People with low vitamin D levels may have a higher risk of developing the nerve disease multiple sclerosis (MS).

MS is believed to result from the body's own immune system attacking nerve cells' protective coating, or myelin sheath. The resulting damage can affect vision, hearing, memory, balance and mobility.

In a recent study, researchers with the Harvard School of Public Health in Boston looked for MS cases among seven million U.S. Army and Navy personnel who had blood samples stored in a special repository. Blood samples from 257 people who developed MS were compared with those from personnel who did not have the disease.
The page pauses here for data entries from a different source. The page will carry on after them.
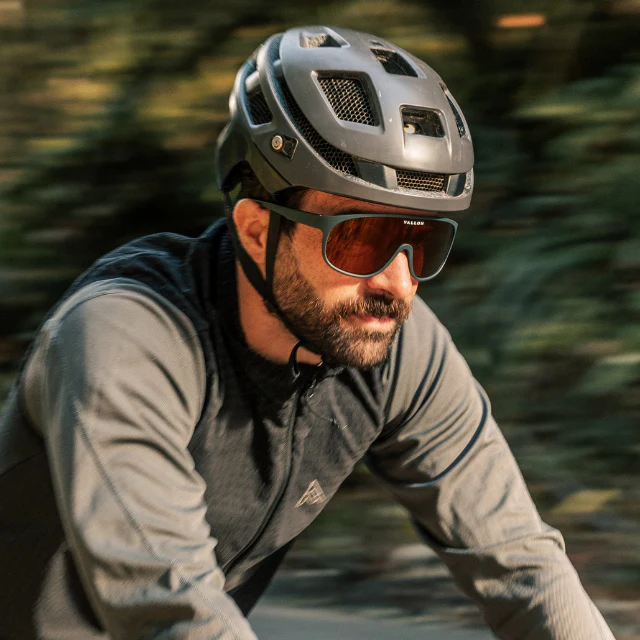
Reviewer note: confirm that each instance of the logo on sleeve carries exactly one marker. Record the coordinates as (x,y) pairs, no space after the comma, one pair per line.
(312,495)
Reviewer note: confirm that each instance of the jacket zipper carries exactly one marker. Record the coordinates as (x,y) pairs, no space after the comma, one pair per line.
(242,554)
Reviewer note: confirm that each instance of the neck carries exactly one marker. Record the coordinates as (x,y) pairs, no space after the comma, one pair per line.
(264,332)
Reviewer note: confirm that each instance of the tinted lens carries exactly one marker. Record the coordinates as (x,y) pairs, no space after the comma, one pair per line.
(362,246)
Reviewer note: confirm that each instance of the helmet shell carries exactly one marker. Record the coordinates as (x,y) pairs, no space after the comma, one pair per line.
(359,116)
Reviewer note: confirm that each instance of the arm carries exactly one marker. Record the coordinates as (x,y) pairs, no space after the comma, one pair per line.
(446,461)
(116,385)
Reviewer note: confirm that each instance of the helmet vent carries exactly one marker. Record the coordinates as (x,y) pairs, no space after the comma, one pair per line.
(338,159)
(421,181)
(459,123)
(349,100)
(394,63)
(319,40)
(259,109)
(422,122)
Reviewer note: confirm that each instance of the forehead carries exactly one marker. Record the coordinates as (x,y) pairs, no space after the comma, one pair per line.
(329,204)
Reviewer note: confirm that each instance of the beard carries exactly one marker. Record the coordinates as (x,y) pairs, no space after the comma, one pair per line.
(326,330)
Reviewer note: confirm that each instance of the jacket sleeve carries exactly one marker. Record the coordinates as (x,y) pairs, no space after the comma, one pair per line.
(444,458)
(116,385)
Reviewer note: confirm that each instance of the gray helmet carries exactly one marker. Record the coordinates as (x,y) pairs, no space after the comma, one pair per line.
(351,114)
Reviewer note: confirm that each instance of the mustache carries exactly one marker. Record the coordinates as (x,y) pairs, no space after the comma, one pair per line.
(376,306)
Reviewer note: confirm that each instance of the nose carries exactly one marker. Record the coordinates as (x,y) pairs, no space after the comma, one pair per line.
(396,279)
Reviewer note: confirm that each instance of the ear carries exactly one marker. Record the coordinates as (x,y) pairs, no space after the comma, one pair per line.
(252,223)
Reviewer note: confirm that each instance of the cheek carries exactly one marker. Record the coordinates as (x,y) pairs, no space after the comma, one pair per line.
(329,284)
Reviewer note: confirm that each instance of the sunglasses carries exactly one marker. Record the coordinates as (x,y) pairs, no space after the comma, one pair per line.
(365,244)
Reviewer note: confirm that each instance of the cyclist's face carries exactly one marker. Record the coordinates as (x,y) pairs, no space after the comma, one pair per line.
(350,320)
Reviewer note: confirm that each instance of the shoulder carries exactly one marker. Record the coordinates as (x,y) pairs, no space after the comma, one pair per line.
(120,331)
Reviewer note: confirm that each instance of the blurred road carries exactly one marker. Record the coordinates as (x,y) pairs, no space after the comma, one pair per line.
(278,623)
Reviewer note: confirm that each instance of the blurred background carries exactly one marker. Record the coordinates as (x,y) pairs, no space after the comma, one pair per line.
(109,111)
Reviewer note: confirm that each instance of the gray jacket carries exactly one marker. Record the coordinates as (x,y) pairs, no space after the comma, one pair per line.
(152,466)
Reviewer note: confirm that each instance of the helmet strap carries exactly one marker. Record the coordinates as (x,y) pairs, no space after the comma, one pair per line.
(252,272)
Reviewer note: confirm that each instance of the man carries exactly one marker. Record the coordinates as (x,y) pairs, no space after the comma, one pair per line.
(191,404)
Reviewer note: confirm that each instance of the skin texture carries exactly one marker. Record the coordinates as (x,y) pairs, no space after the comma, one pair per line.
(318,300)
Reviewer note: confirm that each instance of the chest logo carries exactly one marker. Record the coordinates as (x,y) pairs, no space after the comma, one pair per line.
(312,495)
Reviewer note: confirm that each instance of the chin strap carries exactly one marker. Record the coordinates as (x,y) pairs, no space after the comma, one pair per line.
(262,286)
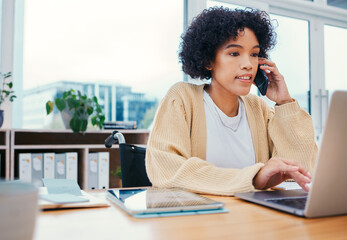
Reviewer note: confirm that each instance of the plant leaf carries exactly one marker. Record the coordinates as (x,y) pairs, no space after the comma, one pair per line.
(49,107)
(60,103)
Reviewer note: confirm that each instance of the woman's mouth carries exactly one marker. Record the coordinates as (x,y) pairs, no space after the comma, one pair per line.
(244,78)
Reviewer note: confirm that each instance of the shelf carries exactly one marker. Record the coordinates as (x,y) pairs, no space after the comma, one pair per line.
(34,141)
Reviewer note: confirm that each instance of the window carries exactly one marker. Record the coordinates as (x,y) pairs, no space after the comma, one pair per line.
(291,54)
(338,3)
(124,53)
(335,49)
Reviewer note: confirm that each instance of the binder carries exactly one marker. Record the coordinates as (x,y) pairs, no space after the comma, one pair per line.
(92,170)
(103,171)
(37,169)
(49,165)
(71,165)
(60,165)
(25,167)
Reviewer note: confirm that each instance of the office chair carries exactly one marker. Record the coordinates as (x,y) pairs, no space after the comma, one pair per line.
(132,160)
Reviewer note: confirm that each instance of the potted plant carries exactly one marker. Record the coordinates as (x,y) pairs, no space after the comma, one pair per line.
(6,92)
(76,109)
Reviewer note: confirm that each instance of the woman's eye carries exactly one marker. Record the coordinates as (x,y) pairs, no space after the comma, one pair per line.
(234,54)
(255,54)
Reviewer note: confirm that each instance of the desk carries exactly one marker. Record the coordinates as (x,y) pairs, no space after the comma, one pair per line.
(244,221)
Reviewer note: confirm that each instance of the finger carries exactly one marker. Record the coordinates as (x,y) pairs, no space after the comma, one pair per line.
(302,180)
(266,61)
(269,69)
(301,168)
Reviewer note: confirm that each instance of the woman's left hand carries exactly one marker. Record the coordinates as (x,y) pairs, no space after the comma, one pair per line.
(277,90)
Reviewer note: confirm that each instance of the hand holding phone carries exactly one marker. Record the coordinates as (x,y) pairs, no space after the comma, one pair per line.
(261,81)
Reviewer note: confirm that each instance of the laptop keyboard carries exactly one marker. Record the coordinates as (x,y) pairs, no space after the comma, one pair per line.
(298,202)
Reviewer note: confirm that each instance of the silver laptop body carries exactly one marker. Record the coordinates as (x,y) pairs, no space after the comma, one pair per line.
(328,192)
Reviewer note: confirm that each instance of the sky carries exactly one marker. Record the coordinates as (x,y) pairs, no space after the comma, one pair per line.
(103,40)
(137,45)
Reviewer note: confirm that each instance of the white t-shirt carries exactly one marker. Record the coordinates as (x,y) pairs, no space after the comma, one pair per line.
(229,139)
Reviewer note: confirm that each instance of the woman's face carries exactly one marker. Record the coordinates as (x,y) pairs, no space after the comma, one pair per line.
(236,64)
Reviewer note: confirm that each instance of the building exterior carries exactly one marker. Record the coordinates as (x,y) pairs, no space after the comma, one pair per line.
(119,103)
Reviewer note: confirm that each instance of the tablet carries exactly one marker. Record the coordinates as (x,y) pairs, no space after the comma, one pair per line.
(160,200)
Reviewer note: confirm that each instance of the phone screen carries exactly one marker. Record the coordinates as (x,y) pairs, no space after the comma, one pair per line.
(261,81)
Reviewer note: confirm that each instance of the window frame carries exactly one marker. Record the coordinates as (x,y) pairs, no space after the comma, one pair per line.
(318,13)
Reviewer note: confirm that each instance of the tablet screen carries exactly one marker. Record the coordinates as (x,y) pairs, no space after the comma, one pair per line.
(160,198)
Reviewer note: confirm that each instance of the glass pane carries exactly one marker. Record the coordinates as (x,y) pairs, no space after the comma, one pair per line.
(338,3)
(0,32)
(125,53)
(335,51)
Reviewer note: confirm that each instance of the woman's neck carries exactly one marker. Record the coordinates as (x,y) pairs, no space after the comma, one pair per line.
(226,102)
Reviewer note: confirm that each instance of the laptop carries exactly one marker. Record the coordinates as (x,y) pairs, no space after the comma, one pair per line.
(162,202)
(328,191)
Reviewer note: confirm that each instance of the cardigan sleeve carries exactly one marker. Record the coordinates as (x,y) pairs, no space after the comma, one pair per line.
(169,162)
(291,132)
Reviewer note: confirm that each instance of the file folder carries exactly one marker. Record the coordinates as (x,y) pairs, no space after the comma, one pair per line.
(71,165)
(37,169)
(60,166)
(25,167)
(103,171)
(92,170)
(49,165)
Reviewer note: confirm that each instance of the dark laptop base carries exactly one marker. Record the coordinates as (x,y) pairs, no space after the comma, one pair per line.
(265,198)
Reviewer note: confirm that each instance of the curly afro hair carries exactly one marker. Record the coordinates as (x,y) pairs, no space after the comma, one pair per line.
(213,28)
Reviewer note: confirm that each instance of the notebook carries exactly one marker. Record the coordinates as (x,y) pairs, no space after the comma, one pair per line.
(328,191)
(159,202)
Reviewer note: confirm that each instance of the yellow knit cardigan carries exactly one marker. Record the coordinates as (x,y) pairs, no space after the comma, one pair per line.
(176,149)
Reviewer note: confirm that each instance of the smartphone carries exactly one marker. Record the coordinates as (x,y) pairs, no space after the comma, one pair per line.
(261,81)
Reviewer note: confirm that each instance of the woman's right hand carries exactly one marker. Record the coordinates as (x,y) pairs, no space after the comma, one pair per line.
(277,170)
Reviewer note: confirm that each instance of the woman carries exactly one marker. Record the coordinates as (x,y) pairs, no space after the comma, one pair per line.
(217,138)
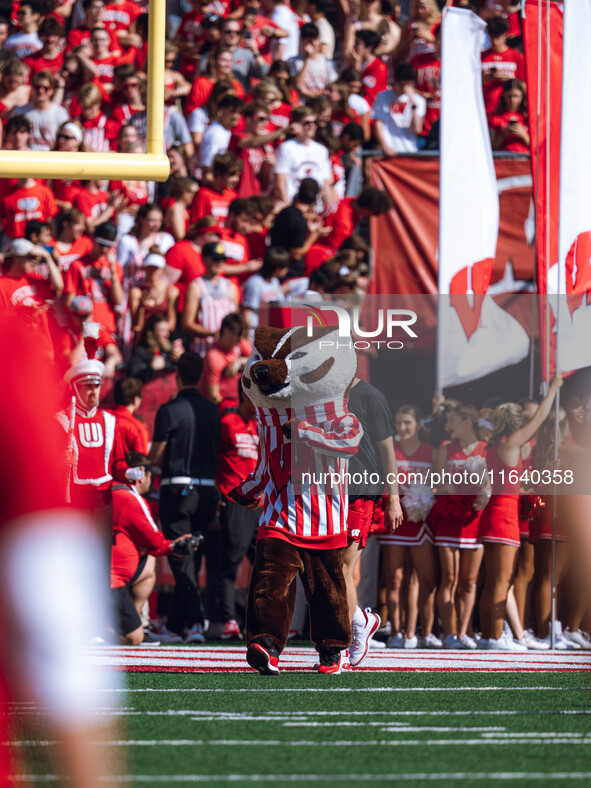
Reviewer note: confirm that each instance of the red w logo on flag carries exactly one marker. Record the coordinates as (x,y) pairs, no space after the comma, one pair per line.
(469,308)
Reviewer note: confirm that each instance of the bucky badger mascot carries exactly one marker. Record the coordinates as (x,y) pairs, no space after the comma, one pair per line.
(299,386)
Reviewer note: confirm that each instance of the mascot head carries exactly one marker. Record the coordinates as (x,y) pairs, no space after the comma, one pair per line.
(289,369)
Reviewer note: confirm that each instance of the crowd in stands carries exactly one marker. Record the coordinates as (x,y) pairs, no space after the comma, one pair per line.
(269,110)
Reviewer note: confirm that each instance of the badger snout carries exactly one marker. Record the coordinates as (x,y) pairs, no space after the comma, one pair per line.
(259,373)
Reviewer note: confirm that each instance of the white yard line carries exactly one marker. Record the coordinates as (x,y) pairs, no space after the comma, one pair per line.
(169,779)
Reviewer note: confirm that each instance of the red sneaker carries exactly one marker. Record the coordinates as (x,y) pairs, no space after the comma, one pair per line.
(263,660)
(332,661)
(231,631)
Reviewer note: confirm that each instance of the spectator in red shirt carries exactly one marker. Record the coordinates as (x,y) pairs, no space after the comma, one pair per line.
(29,200)
(374,73)
(225,360)
(99,276)
(71,243)
(214,199)
(219,67)
(134,529)
(70,138)
(371,202)
(14,88)
(508,125)
(94,11)
(499,63)
(25,291)
(254,146)
(103,59)
(131,434)
(238,456)
(69,341)
(50,57)
(183,260)
(120,17)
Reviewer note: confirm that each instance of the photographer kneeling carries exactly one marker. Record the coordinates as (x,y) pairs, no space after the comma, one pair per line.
(133,575)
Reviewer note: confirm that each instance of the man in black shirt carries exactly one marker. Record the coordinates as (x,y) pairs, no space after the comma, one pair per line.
(185,446)
(297,227)
(375,459)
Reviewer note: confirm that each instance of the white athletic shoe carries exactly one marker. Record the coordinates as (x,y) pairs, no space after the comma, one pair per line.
(505,643)
(164,635)
(467,642)
(395,641)
(578,637)
(451,641)
(361,637)
(560,642)
(430,641)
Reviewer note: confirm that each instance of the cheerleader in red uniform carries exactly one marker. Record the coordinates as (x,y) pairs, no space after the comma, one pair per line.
(413,456)
(499,524)
(456,526)
(525,558)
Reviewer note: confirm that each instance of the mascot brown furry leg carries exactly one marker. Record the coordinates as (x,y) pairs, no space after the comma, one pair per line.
(299,384)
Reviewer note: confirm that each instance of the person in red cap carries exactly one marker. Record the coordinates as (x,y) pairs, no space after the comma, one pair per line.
(91,436)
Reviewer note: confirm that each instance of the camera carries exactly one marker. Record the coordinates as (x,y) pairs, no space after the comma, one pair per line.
(188,546)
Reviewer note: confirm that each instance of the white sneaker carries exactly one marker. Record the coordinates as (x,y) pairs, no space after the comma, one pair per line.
(195,634)
(361,637)
(431,641)
(451,641)
(578,637)
(505,643)
(395,641)
(164,635)
(560,642)
(467,642)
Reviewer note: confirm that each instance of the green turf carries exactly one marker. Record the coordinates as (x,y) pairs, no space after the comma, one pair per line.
(244,729)
(247,708)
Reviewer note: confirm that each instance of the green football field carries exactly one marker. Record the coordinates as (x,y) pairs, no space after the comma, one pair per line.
(382,728)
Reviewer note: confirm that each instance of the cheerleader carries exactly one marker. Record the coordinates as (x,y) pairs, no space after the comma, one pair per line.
(414,536)
(456,526)
(499,525)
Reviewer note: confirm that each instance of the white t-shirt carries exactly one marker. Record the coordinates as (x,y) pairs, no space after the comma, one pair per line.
(44,123)
(22,44)
(198,120)
(326,35)
(288,21)
(321,73)
(396,114)
(215,140)
(297,161)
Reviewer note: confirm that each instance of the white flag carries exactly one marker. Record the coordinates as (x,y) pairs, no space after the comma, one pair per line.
(475,336)
(573,278)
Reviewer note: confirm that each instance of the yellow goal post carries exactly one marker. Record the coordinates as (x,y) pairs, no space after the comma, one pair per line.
(152,165)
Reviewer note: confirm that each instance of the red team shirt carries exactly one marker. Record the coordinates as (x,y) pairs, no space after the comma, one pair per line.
(239,451)
(133,528)
(325,442)
(375,79)
(508,63)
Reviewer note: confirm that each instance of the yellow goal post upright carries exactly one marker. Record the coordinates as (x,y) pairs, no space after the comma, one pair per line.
(151,166)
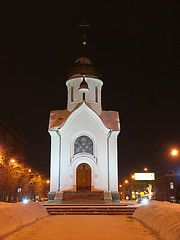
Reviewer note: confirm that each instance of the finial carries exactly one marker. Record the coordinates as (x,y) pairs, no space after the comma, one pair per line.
(84,25)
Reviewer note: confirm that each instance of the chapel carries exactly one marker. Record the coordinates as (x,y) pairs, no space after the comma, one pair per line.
(83,138)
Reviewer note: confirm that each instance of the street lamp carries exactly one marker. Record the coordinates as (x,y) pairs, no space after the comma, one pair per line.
(12,161)
(174,152)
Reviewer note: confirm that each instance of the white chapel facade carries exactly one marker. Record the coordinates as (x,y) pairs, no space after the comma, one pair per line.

The results indicate MS risk decreases with increasing levels of vitamin D in the blood. Among white people, for example, individuals in the top fifth of vitamin D concentration had a 62 per cent lower risk of developing MS than individuals in the lowest fifth of vitamin D concentration. Vitamin D is found in foods such as fortified milk and fatty fish, and is also made in the skin after exposure to sunlight.

"The results imply that people with higher vitamin D levels have a lower risk of developing MS," says Dr. Alberto Ascherio, the study's senior author.

"There are two explanations," Ascherio says. "One is that having high vitamin D levels truly protects you from MS – so you're protected by the vitamin D itself. The alternative is the vitamin D level is the marker for something else. Perhaps the most important concern is light exposure itself: It's possible sunlight has some effects that go beyond production of vitamin D, in which case if you took vitamin D in the form of supplements, perhaps you wouldn't be as protected as by exposing yourself to sunlight directly."

Because of this uncertainty, Ascherio says more research is needed before broad recommendations can be made about whether vitamin D levels should be increased, and how they should be increased.